Coronavirus concerns damaging travel industry

Major fallout from the coronavirus outbreak is hitting all parts of the economy, including the travel and tourism industry. 

Airlines are cutting flights, including United, JetBlue, American Airlines and Delta. TransPacific flights have been cut by 50% while Cathay Pacific has grounded 75% of their flights. Travelers are also backing out of domestic travel and international destinations outside the affected zones. 

According to experts, unlike a singular disaster, the impact of COVID-19 will last much longer.

“It takes a while for people to A.) Recognize things are better and B.) Accept it,” said Professor Larry Brennan of Fordham Law School.

>Royal Caribbean borrows $550 million to stay afloat

Major global companies like Apple, Google and Amazon are also restricting air travel for their employees.

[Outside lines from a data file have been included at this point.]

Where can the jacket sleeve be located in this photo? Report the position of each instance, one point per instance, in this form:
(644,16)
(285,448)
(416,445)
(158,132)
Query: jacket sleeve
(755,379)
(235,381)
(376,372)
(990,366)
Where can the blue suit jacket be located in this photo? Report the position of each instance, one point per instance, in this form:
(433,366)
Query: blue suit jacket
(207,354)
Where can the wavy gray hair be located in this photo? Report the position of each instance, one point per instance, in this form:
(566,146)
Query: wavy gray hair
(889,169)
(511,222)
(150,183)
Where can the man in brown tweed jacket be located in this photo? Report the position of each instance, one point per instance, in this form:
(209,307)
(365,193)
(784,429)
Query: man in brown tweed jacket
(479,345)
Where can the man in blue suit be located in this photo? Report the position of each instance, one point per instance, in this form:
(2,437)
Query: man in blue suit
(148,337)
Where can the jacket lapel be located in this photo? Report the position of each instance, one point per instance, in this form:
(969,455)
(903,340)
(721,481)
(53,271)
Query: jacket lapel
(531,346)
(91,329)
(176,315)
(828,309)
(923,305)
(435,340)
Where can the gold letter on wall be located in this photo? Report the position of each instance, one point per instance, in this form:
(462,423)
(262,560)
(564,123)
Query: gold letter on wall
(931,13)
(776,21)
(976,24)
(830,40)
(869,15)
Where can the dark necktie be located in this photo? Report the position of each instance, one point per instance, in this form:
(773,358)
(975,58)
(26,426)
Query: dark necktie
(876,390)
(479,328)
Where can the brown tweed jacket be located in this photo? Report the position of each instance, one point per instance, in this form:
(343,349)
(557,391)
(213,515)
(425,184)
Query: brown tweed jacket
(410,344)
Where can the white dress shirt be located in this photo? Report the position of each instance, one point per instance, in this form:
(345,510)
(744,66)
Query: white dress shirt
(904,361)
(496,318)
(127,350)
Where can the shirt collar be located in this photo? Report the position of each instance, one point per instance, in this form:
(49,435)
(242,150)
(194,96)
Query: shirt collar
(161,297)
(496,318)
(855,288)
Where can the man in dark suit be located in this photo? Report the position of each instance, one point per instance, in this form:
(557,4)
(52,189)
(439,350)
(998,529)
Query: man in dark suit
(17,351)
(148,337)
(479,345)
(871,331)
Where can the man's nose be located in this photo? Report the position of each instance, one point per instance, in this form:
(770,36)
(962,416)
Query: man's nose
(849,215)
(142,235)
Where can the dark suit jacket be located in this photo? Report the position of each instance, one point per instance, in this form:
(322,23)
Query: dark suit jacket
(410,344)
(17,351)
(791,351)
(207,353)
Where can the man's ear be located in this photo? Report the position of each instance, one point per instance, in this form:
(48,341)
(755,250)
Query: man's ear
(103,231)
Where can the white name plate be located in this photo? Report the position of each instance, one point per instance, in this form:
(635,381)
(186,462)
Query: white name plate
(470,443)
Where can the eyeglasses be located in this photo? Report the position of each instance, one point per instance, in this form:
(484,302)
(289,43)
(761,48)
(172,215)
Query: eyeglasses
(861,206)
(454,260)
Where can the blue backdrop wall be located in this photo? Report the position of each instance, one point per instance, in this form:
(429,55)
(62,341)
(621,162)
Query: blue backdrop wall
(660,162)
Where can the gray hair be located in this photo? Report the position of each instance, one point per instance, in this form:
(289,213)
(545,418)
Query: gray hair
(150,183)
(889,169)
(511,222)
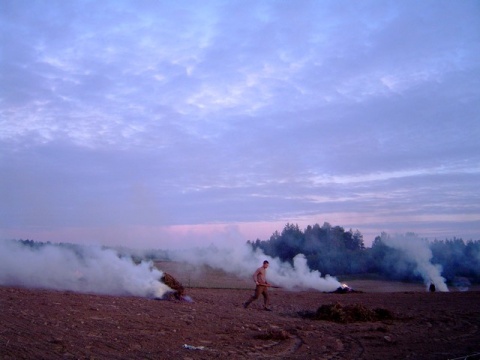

Airlines stand to lose $113B if the coronavirus continues to spread, according to the International Air Transport Association. Multiple airlines have implemented hiring freezes and are offering unpaid leave for their workers.

However, air travel is only one industry being hit hard, as an entire ecosystem of businesses in New York City and around the world rely on tourism. From restaurants to retail stores to Broadway shows, to the taxi and ride hailing industry and hotels all stand to lose billions if the trend continues.